Antes da publicação do meu livro, se você desse uma pesquisada no Google, encontraria o suficiente para preencher, com otimismo, duas laudas. Existe pouquíssima informação sobre ele. Há muitas lendas ou reproduções sobre bobagens e mentiras. Isso é um aspecto da minha motivação. Outro aspecto, que acho até mais relevante, é que sempre me interessei pelas questões do sensacionalismo e da apelação na televisão brasileira. Ao estudar sobre o assunto, você percebe que houve fluxos de sensacionalismo, de maior e menor intensidade. Sempre que há um momento de maior intensidade, em que começa a rolar muita baixaria, ocorre uma reação. Seja da sociedade, da imprensa ou do Estado. Esses fluxos de altos e baixos da TV sempre me fascinaram. Quando eu estava escrevendo o livro do Silvio Santos (Topa Tudo por Dinheiro: As Muitas Faces do Empresário Silvio Santos), em 2018, via aparecer com frequência o nome do Jacinto. Tinha algumas lembranças, como ele no programa Aqui Agora (telejornal popular exibido pelo SBT na década de 1990), um pouquinho dele atuando nos anos 1980, e fiquei me perguntando porque o Jacinto era tão citado. Isso me estimulou a fazer uma pesquisa. Vi que havia pouco sobre ele, e o Jacinto era uma referência que aparecia em vários lugares, sempre mencionado de passagem como uma figura fundamental para se entender a TV brasileira desde o início dos anos 1960. Foi a soma dessas questões: o meu interesse pelo assunto sensacionalismo e a constatação de que havia pouco pesquisado e escrito sobre o Jacinto.

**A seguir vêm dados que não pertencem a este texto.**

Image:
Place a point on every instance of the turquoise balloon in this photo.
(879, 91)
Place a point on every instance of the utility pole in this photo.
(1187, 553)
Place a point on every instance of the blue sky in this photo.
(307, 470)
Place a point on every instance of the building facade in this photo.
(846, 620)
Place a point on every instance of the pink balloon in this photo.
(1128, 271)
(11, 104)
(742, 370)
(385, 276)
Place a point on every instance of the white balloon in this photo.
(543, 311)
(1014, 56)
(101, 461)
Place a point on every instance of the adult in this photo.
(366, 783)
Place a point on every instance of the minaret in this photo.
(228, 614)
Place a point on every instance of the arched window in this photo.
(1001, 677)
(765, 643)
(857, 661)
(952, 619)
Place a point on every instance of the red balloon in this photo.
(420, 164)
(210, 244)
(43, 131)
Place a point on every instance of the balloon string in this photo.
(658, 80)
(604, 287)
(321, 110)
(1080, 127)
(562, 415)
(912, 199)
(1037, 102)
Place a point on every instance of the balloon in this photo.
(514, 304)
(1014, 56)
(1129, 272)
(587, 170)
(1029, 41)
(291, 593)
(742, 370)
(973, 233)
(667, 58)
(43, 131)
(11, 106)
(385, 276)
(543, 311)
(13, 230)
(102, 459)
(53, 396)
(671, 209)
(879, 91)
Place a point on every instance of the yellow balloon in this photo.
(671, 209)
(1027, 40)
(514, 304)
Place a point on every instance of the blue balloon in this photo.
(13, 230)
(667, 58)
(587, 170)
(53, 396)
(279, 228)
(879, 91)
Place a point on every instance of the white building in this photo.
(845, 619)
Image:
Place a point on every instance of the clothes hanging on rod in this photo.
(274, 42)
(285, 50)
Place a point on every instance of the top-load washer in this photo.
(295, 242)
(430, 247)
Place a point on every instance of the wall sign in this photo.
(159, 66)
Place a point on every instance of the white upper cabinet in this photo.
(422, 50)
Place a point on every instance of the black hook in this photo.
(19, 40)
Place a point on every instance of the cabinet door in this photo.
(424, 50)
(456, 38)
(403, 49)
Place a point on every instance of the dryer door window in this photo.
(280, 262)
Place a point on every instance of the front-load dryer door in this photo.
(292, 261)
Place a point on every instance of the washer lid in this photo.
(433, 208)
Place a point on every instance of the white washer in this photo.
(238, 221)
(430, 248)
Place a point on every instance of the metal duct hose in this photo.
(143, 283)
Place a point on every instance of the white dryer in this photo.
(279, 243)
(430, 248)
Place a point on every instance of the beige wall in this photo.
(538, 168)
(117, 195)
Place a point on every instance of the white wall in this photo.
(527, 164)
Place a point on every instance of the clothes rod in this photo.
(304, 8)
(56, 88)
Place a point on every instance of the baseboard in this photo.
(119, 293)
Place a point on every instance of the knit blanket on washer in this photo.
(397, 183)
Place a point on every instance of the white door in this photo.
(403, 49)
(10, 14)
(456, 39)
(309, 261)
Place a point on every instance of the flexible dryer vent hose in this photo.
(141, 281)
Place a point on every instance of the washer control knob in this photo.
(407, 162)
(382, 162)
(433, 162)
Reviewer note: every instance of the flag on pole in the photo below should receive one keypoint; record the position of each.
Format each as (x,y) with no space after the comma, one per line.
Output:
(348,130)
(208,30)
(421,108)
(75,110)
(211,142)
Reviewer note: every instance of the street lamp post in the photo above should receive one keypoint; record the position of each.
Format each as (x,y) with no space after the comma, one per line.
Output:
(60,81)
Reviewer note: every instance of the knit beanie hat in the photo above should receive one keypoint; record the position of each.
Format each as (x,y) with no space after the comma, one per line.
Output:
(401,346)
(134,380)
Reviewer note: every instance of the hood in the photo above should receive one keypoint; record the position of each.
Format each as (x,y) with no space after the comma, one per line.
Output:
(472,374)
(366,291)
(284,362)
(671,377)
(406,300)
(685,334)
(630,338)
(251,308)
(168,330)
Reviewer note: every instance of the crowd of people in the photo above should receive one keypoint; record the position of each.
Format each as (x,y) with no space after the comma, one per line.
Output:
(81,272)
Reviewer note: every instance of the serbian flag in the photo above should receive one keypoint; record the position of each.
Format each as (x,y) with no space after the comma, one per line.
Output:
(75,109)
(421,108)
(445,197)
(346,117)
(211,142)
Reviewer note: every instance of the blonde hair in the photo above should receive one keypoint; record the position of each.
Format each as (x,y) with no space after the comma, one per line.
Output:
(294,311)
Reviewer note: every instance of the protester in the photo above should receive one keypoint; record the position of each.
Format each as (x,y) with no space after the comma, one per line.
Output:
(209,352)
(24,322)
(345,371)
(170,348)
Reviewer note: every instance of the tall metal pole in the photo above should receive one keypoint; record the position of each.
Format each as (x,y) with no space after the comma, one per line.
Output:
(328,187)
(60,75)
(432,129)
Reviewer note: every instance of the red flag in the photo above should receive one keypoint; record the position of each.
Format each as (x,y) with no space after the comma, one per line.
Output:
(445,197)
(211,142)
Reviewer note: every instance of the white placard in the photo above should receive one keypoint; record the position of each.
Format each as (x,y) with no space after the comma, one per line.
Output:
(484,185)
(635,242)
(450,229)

Você relata no livro que Jacinto foi pioneiro e se destacou em vários aspectos: na mistura de jornalismo com entretenimento; na bajulação da polícia e na espetacularização da violência; no desrespeito a pessoas simples acusadas de crimes; na postura de interrogador e não de entrevistador; na atitude de xerife do consumidor; na encenação de situações dramáticas sem aviso ao telespectador; no ilusório assistencialismo aos miseráveis... Onde podemos ver o legado de Jacinto hoje em dia?
É possível perceber a importância dele em três ramos de programas de televisão. Um é esse jornalismo policial que tem um pezinho no entretenimento, com exagero, encenação, que veríamos depois nas atrações do Luiz Carlos Alborghetti e do Ratinho e que se vê atualmente nos programas do Sikêra Júnior, do Datena e em outras atrações regionais. Normalmente são programas vespertinos, com alcunha de jornalísticos, mas que promovem exageros exaltando a polícia. Outro ramo é dos programas que chamo de “defesa do consumidor”. Jacinto é um precursor nisso. Por exemplo, ele invadiu um hospital para mostrar supostos maus tratos em pacientes. Um ato semelhante ao que Celso Russomanno fez posteriormente, embora fosse um caso pessoal que envolvia a mulher dele. É o programa fazendo o papel de Justiça, tentando resolver questões que não são do âmbito de uma atração televisiva. E o terceiro ramo são os programas de auditório vespertinos, tipo Casos de Família e Márcia (apresentado por Márcia Goldschmidt), que sempre reúnem casos litigiosos no palco e colocam pessoas para discutir, o que normalmente acaba em briga ou confusão. A partir desses três ramos que vemos hoje em dia em programas populares, você tem ideia do impacto do Jacinto. Ele foi precursor de tudo isso.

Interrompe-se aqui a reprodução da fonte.